Executive dysfunction is an early and prominent feature of vascular cognitive impairment of varying aetiologies and natural history [4, 5]. In previous studies, executive dysfunction had been found to correlate with both WMH [36] and MTA [35, 37] and is thought to further mediate their relationship with memory and visuospatial dysfunction in the context of cerebral vascular disorders.

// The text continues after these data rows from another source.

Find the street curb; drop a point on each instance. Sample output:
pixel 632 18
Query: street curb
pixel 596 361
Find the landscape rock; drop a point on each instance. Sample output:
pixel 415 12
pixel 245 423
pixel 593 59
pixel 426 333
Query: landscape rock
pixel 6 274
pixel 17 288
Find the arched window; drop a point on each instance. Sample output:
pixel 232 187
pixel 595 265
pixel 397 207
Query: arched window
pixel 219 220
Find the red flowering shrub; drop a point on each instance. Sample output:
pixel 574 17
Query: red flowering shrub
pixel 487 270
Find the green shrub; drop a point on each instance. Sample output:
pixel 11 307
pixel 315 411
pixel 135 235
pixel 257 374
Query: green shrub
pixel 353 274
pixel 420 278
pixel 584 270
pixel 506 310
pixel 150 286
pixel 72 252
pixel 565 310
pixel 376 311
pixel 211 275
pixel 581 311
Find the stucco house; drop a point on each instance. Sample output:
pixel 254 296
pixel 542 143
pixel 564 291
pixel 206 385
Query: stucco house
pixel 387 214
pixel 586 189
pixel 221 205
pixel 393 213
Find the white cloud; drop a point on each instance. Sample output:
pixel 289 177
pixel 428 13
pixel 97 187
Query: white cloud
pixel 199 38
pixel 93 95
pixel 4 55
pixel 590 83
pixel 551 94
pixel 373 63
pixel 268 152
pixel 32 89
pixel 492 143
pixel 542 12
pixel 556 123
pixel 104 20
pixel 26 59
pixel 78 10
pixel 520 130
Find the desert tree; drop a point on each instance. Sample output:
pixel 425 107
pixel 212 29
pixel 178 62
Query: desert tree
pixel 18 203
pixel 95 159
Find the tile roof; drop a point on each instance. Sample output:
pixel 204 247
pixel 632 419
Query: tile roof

Surrogates of cognitive reserve include number of years of educational attainment [38] and total brain volume [39]. Our finding of older age and low educational attainment as significant predictors of post-stroke cognitive dysfunction are consistent with previous studies [13, 4044]. Age is the strongest risk factor for age-associated cerebrovascular and neurodegenerative disorders implicating a likely role for age-related neurodegeneration, synergizing with stroke to cause cognitive impairment and dementia in this cohort [13]. Lower educational attainment is associated with lower cognitive reserve and reduced resilience to dementing brain pathologies [45], especially in the presence of an accompanying reduction in total, cortical or regional brain volume [46]. This pilot study, nonetheless, has several limitations. Though sample size was modest, the significant findings, the first of its kind in sub-Saharan Africa, are worthy of note. The CogFAST—Nigeria project is still in progress in a longitudinal cohort approach with a view to confirming the current findings and unraveling new associations [7]. We assessed white matter changes with the Scheltens’ scale [27]. Generally, visual rating scales are not as sensitive as structural volumetric measures and this may partly explain the lack of statistical significance in the findings of white matter changes in our cohort. Nevertheless, visual rating scales are cost effective, useful in clinical practice and have been proved to attain good reliability and correlation with volumetric measurements [47, 48]. A possibility of selection bias also exists because of our inability to obtain brain MRI for all the available subjects, although we demonstrated that those who had brain imaging did not differ significantly from those who did not have.

Conclusion

We report an independent association of MTA with early post-stroke cognitive dysfunction in Nigerian African stroke survivors. MTA also showed significant correlation with WMH, general cognitive performance, executive function, and memory score. This study is unique in being the first in sub-Saharan Africa to examine neuroimaging correlates of cognitive impairment and suggests that MTA, which has often been interpreted as a signature of Alzheimer pathology, may have a vascular basis resulting from cerebral hypoperfusion. This study demonstrates feasibility in poor-resourced countries and underscores the importance of early-and long-term sequelae of stroke in survivors [49] that may have implications for the low and middle income countries [50]. Acute and restorative services delivered to stroke survivors will need to be set up in anticipation of a rising number of people with long term motor- and non-motor consequences following stroke, including cognitive impairment. Further studies with larger samples and longitudinal design are needed to unravel more associations.